En weer diende zich tegenspoed aan. Een dokter constateerde dat zijn nieren verschrompeld waren. Daar sta je dan als 22-jarige met trouwplannen. Twee dagen per week met een taxi naar het ziekenhuis om je nieren te spoelen. Op 15 juni 1975 – Martien zal die datum nooit vergeten – belde het Dijkzigt ziekenhuis in Rotterdam dat hij moest komen, dat ze een nieuwe nier voor hem hadden.

Een half jaar later trouwde hij. Mieke zegt, terugkijkend: “Ik maakte me wel zorgen of we kinderen konden krijgen, want vruchtbaarheid kon wel eens een probleem zijn, had de dokter gezegd”. Ze kregen drie kinderen. “Mijn nieuwe nier is nooit een probleem geweest.” Annemieke, hun 16-jarige dochter, klopt op de keukentafel, want haar vader slikt prednison tegen afstoting en gaat steeds slechter lopen.

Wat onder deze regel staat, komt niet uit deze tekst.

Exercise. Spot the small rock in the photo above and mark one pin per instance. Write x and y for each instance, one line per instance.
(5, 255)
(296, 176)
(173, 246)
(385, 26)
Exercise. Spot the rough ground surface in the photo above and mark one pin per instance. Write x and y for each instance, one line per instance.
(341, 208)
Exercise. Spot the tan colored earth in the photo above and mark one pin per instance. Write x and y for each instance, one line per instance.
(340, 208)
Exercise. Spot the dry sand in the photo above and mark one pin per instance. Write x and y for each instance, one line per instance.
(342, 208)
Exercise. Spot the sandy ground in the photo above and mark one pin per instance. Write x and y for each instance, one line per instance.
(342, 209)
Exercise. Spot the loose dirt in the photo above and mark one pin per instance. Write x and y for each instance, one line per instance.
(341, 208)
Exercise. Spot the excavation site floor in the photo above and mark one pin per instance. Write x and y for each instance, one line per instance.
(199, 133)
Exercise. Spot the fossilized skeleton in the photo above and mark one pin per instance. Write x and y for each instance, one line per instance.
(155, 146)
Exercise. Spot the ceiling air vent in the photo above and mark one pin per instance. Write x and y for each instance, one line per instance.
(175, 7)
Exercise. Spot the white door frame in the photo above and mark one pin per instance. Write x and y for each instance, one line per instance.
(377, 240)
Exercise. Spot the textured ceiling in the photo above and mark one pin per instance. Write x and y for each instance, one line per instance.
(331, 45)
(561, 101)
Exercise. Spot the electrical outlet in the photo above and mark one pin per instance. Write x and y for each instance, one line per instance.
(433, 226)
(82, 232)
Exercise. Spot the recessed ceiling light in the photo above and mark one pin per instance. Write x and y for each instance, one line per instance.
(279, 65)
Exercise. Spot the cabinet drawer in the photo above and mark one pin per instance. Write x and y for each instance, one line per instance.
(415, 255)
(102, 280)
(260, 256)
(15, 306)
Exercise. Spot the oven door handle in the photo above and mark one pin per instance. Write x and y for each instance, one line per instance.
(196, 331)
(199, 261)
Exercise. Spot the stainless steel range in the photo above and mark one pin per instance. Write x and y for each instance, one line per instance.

Na de niertransplantatie ging Martien, met steun van een kleine WAO-uitkering, weer aan de slag. In de stal staan enkele tientallen eigen dieren, “maar daar kun je de kost niet mee verdienen”.

Verder maakte hij werk van de veehandel, zijn jeugdhobby. Hij rijdt van boer naar boer en koopt wat er te koop is. “Maar dat blijft niet duren”, sombert hij. “Na de MKZ-crisis willen ze de veehandel kapot hebben. Dat gebeurt nu – maar is jouw vlees er goedkoper door geworden?”